All the neat things about Entanglement are “neat” primarily because they are fundamentally counter-intuitive. They are counter-intuitive because entanglement has been only seen in very low temperature and limited settings. Now there’s a theoretical proposal that claims this limit isn’t as strong a limit as we thought.
The paper that makes the proposal is written up on the Arxiv blog. I’m quoting the beginning of the article because it’s such a great introduction to the idea of Entanglement (and it’s pretty obvious from the description’s first paragraph why I find the phenomenon so evocative when viewed theologically):
“Entanglement is the weird quantum process in which two objects share the same existence. So a measurement on one object immediately influences the other, not matter how far apart they may be.
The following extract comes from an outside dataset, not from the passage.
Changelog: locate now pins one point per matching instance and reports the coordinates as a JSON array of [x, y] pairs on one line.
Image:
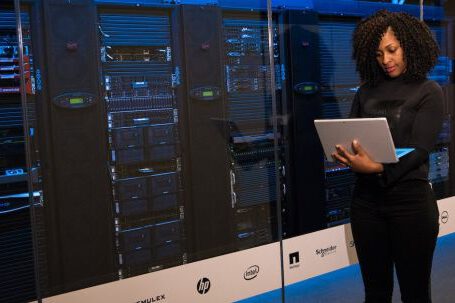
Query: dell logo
[[251, 272], [203, 286]]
Entanglement is a strange and fragile thing. Sneeze and it vanishes. The problem is that entanglement is destroyed by any interaction with the environment and these interactions are hard to prevent. So physicists have only ever been able to study and exploit entanglement in systems that do not interact easily with the environment, such as photons, or at temperatures close to absolute zero where the environment becomes more benign.
In fact, physicists believe that there is a fundamental limit to the thermal energies at which entanglement can be usefully exploited. And this limit is tiny, comparable to very lowest temperatures.
Today, Fernando Galve at the University of the Balearic Islands in Spain and a few buddies, show how this limit can be dramatically increased. The key behind their idea is the notion of a squeezed state.”